Up at 7.30 it was evident the sea fret had rolled in and a second day of blue sky according to the weather forecasting seemed a distant hope but within an hour it had brightened and felt warmer, confirmed when I walked into town to buy £10 pounds of cherries, half for me, half for patients in the ward with my mother, and yes I thoroughly washed them before putting them in the sandwiches bags purchased at Asda on the return journey. Before departing I enjoyed my fourth three egg with ham omelette over the two weeks since rediscovering the art, although Mr Stein's Mediterranean food journey filled me once more with the desire to make lots of exotic dishes full of spices and sauces. Break off to check the BBC where some of the recipes are include and may attempt one or two, the first is a Greek salad for four which is something I could do and make into portions to be stored in the fridge and then eaten on consecutive days.

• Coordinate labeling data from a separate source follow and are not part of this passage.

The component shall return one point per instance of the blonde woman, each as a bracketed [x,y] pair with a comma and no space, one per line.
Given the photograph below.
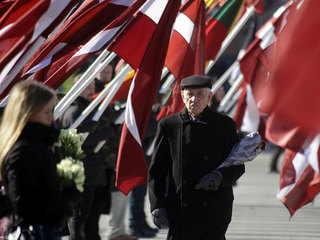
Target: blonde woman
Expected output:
[28,165]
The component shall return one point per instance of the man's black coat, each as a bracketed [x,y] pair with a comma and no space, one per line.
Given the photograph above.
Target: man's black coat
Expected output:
[185,151]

I also made up what was intended to be a late lunch of two salami rolls with lettuce, a few cherries, water and pepsi and set off parking by the entrance to Roker Park on what had become a glorious morning. With my camera I crossed walked to the wooden white Bridge, down the Eastern pathway across and up the West boundary again before taking the route towards the Park warden's Lodge, the Bandstand and into the bottom of the ravine. While the purpose of my second circuit within two days was to take photographs I had the opportunity to review my written recordings from yesterday. The main discovery has been to work out what I believe is a recent extension to the passenger carrying miniature railway covering the land where the rabbits had been allowed to become rampant. The second correction is that the Park Keeper's Lodge was much smaller from the brief perspective at a distance yesterday and my previous memory. The third is while several of the vertical floral displays centring the oblong and triangular beds had the tiered wedding cake structure a majority in the park contained not one but two vertical posts topped by large floral tree baskets. This reinforced my understanding of the relativity of perception with MD Vernon's book The Psychology of Perception the 1962 Pelican first edition and Ian Hunter's Memory, Facts and Fallacies a 1962 Pelican reprint of his 1957 my original source books. When I write for my own interest and entertainment and for future recollection when I can no longer walk the walks pin point accuracy is not of importance. Once the writing is published in any form and made available for one other person to read some day who might use the information to make a similar journey, quote a description, or create their own mental picture then there is responsibility to make the writing as objectively accurate, separating the factual information from individual judgements and impressions. It is also important not to assume the accuracy of the information provided by others however reputable the sources, with the recent example the BBC statement that the Whitburn Windmill had become the responsibility of South Tyneside Council several years before in fact the local authority came into being.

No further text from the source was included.